On Saturday, July 12, 2003, at 11:05PM, Alexander Kabaev wrote:
On Sat, 12 Jul 2003 23:13:12 -0400 Craig Rodrigues <[EMAIL PROTECTED]> wrote:
I am guessing that the C preprocessor does not think that it is in a system header, and thus prints out the warning.
We specifically disable automatic warning suppression for system headers, because we _want_ to know about them. Your Linux distribution apparently does not care.
This is a good policy in general, however, one could easily argue that what
is trying to be determined with signedness and such being less-than-compared
to 0 isn't really a big deal and possibly the only way to implement this
numeric_limits<T>::digits thing without any type introspection which C++ currently
lacks.
The following would work for example in a template function:
template <typname T> void foo(T const & f) { if (numeric_limits<T>::digits % 2) //type is signed else //type is unsigned }
However to implement "digits" we have that nasty macro that makes the comparison
which is meaningless for unsigned types of "< 0".
This is probably a perfect example of where the C++ standards committee folks should
be queried about the best way to implement numeric_limits<T>::digits.
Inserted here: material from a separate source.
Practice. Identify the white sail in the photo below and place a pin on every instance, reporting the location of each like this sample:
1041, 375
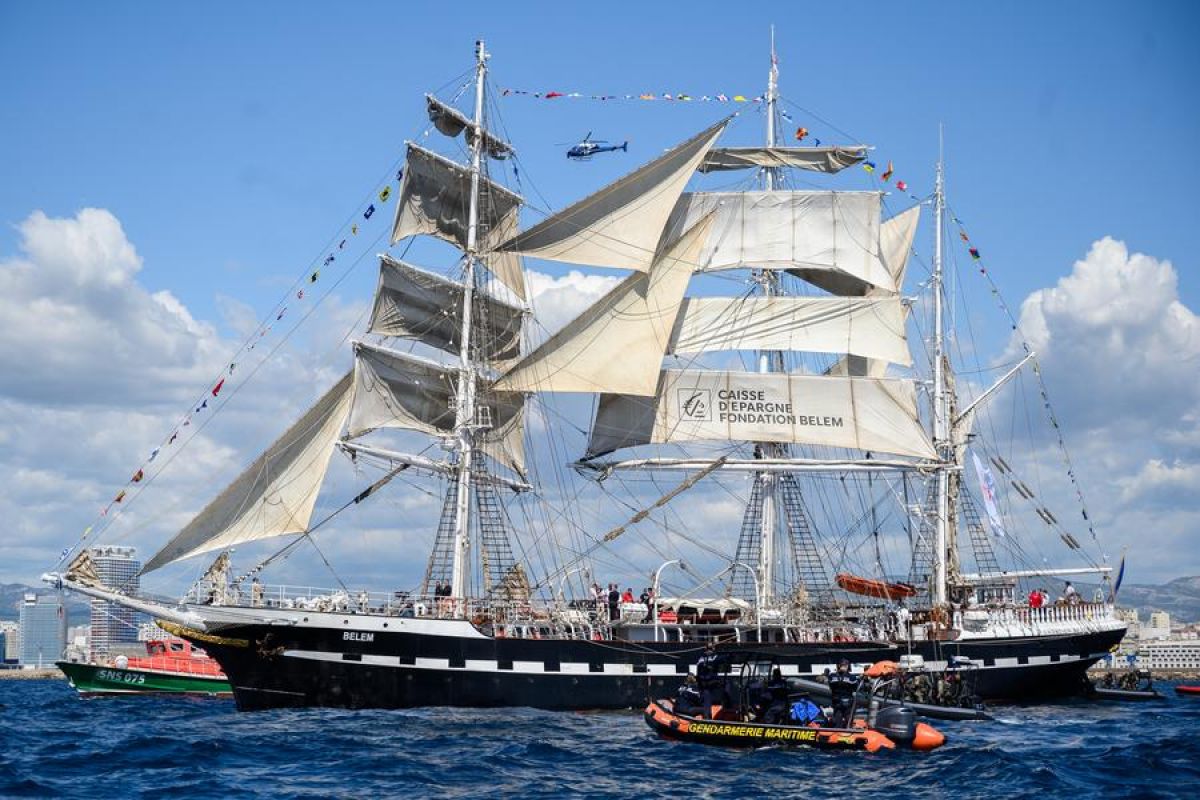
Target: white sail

Some of them
have had no trouble pointing out that C99's tgmath.h header cannot be implemented in
pure standard C99. This may also be true of numeric_limits<T>::digits.
I am going to the newsgroups... My old college advisor is/was a moderator on
comp.lang.c++.moderated and he may "just know" the answer :).
Any GCC/FreeBSD expert care to comment? ;)
Short of fixing offending files in FSF libstdc++ or turning warning suppression back on for standard C++ include files selectively, I have no suggestion.
I'd rather we fix the problem in gcc but this extra verbosity when there is nothing
wrong with user code also seems incorrect. I think the gcc developers should have a
separate command line option for internal headers don't you?